CS491/591 - MapReduce Graph Problem
You are to write a MapReduce program on AWS using Hadoop to find for a given graph, the node with the most number of outlinks. This will require you to launch an Ubuntu instance, set up hadoop, and write the input/output to HDFS as you did for HW#3 WordCount.
Input: Each line in the input will
contain the following:
The first string is the name of the node, each remaining string on the line represents an output link to another node in the graph. The end-of-line is indicated by a dollar sign $.
n1 n2 n0 $
n5 n4 n1 $
n0 n2 n4 n5 $
n2 n0 n4 $
n4 n5 $
The name of the node with the maximum outlinks and the value of the maximum.

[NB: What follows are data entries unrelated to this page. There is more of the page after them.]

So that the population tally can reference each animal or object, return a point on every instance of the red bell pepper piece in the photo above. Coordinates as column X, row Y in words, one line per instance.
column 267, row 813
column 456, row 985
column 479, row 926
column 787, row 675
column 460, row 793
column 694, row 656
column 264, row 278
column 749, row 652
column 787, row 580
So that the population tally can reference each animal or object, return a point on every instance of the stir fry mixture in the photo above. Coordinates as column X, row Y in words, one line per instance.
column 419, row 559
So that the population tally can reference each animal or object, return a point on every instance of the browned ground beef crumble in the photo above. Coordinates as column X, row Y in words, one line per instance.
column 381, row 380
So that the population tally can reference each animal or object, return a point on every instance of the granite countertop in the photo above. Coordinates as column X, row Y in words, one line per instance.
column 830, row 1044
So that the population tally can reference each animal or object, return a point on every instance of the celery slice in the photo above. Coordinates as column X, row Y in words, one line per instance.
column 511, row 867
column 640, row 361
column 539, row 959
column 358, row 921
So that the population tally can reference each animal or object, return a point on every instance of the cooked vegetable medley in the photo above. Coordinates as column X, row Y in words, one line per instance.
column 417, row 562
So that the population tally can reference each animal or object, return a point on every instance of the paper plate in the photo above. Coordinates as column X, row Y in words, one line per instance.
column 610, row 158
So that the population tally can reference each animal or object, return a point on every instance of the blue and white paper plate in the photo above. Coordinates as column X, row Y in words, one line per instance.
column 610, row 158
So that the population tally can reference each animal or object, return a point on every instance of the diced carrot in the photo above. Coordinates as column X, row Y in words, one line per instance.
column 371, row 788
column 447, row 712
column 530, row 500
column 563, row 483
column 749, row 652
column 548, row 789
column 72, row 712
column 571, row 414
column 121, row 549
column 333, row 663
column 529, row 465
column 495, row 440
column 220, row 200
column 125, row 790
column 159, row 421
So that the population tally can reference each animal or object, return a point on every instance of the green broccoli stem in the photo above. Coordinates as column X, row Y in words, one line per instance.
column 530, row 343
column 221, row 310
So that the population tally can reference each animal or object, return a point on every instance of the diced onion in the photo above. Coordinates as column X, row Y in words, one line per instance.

In the example above: n0 3
This is NOT an iterative MapReduce program.
You can assume there is only one maximum.
You are required to figure out how to do this yourself - that means without asking the TA how to do this. Use the WordCount example, find other examples on the Web, etc.
CS491 requirments: You can process all of the input in one Mapper and send to the Reducers.
CS591 requirements: Process the input before setting up the MapReduce job so that each node will be processed by one Mapper - this is more challenging.
CS591 can complete CS491 requirements for a maximum of 85/100
CS491 can complete CS591 requirements for a 115/100 points.
We will provide a more complex graph shortly for input.